Houston's Greenwood Surveys, an independent research firm, conducted the 2005 survey during June and July.

Another reason for litigation

A Washington, D.C., investment bank that has engineered the sale of several Florida banks this year says low interest rates and easy credit terms aren't the only factors driving up housing prices.

Hovde Financial Inc. sees a dramatic increase in mortgage and appraisal fraud.

The Federal Bureau of Investigation reported 533 pending mortgage fraud investigations in 2004, compared to 102 just three years earlier. Arrests in cases of single-family home purchases are up eight-fold during the past four years.

The situation recalls the savings and loan crisis of the 1980s, but Hovde believes inflated appraisals are more widespread this time.

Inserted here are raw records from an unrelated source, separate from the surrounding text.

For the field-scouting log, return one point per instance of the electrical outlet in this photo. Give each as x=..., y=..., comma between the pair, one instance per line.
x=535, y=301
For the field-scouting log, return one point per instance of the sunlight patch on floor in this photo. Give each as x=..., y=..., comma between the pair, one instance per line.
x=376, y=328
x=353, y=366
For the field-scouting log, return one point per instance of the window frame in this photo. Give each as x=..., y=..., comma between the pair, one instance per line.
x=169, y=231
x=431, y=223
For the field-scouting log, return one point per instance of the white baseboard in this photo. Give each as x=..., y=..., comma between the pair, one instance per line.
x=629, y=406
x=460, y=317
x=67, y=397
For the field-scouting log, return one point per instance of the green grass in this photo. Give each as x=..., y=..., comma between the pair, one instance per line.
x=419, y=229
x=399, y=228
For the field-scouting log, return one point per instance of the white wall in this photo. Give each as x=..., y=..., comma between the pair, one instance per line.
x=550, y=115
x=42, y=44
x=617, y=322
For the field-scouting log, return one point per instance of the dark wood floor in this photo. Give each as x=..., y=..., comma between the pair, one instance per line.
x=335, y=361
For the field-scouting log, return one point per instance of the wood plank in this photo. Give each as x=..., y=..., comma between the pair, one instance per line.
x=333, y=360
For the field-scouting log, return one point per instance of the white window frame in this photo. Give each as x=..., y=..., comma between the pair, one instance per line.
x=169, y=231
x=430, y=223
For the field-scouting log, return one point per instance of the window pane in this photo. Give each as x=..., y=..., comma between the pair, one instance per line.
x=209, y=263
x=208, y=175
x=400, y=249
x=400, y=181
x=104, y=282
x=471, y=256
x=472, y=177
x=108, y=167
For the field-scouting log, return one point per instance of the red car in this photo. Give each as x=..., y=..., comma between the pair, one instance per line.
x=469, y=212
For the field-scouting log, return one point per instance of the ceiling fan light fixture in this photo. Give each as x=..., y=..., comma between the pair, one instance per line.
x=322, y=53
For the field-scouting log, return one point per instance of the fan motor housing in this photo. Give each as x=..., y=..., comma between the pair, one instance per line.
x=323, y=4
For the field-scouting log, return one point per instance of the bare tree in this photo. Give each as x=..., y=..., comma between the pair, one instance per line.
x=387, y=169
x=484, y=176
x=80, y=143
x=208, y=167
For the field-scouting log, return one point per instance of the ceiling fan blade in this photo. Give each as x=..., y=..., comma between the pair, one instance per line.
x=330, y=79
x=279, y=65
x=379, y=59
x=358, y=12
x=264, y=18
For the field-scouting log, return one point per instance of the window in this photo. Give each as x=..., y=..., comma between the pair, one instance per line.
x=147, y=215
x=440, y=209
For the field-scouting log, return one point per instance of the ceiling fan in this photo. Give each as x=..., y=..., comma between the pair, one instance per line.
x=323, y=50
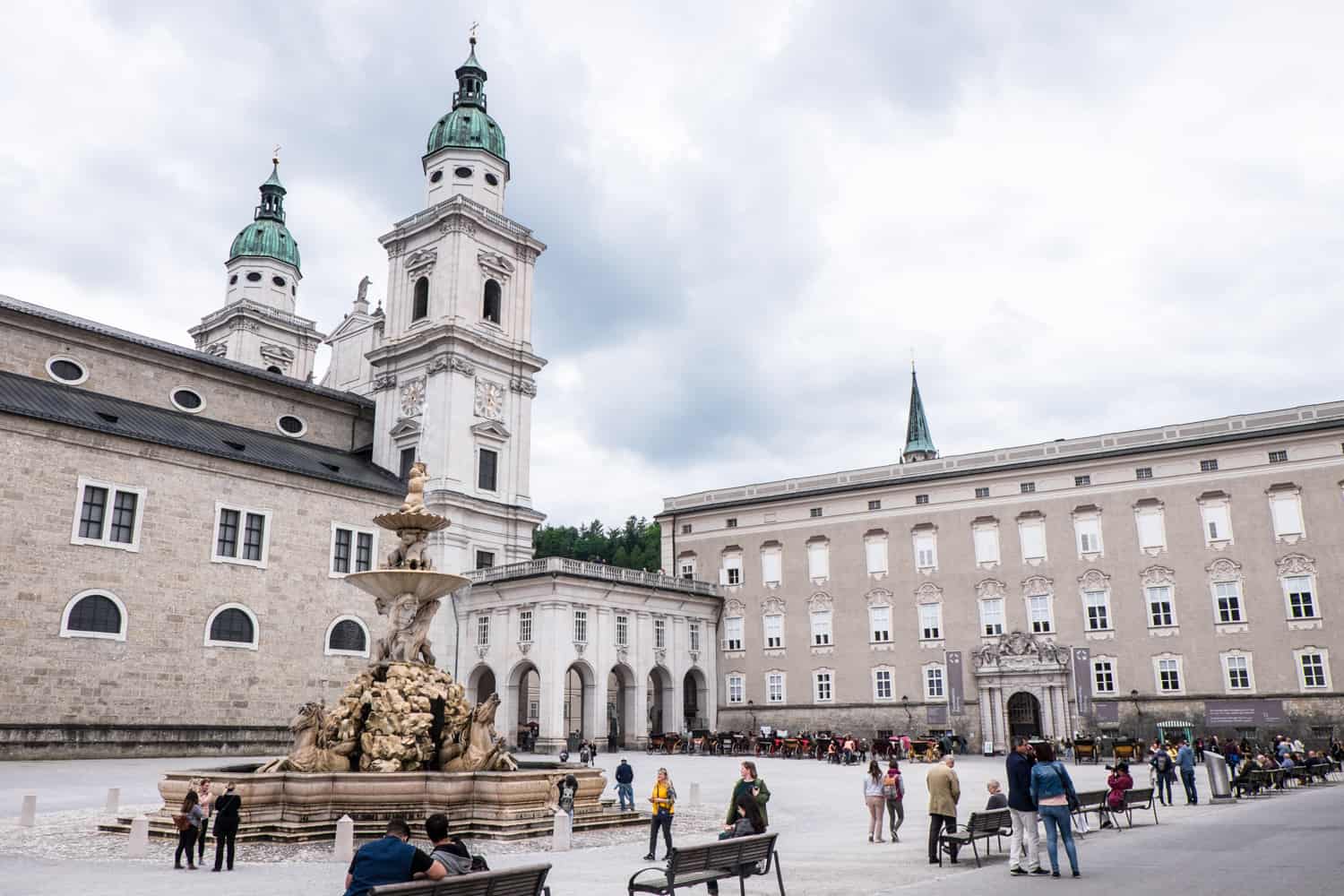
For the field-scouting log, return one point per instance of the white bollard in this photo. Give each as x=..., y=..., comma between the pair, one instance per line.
x=29, y=814
x=139, y=842
x=344, y=848
x=561, y=839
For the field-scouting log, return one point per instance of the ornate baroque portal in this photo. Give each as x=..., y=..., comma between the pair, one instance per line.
x=1027, y=665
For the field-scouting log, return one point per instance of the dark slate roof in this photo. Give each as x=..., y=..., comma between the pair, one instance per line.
x=58, y=403
x=180, y=351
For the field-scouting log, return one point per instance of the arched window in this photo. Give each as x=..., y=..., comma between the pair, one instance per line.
x=347, y=637
x=231, y=625
x=94, y=614
x=491, y=308
x=421, y=306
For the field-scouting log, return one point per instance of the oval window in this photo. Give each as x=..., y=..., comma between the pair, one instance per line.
x=187, y=400
x=290, y=425
x=65, y=370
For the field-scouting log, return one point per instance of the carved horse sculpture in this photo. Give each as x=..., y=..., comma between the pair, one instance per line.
x=312, y=750
x=476, y=745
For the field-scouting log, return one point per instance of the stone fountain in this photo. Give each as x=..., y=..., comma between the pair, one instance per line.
x=402, y=739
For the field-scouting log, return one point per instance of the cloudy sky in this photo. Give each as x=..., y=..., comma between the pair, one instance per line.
x=1078, y=222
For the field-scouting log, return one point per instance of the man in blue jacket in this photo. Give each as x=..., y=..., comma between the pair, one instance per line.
x=1023, y=810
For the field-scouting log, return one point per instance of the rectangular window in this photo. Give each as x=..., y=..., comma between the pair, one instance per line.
x=992, y=616
x=1238, y=673
x=1168, y=675
x=487, y=473
x=933, y=683
x=879, y=621
x=1228, y=595
x=822, y=681
x=733, y=633
x=986, y=543
x=1160, y=614
x=819, y=560
x=1104, y=676
x=1098, y=610
x=820, y=627
x=773, y=632
x=930, y=621
x=1300, y=602
x=875, y=552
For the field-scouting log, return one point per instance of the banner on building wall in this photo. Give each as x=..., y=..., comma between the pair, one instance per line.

Hovde points the finger at mortgage brokers, who often hire the appraisers for a house sale or refinancing. The broker's commission is usually based on the number that the appraiser brings back, says Hovde, "increasing the incentives for dishonesty."

A 2003 survey of 500 appraisers in 44 states found that 55% of them have been pressured to overvalue property. More than 8,000 appraisers have signed a petition to the federal government complaining about the pressure.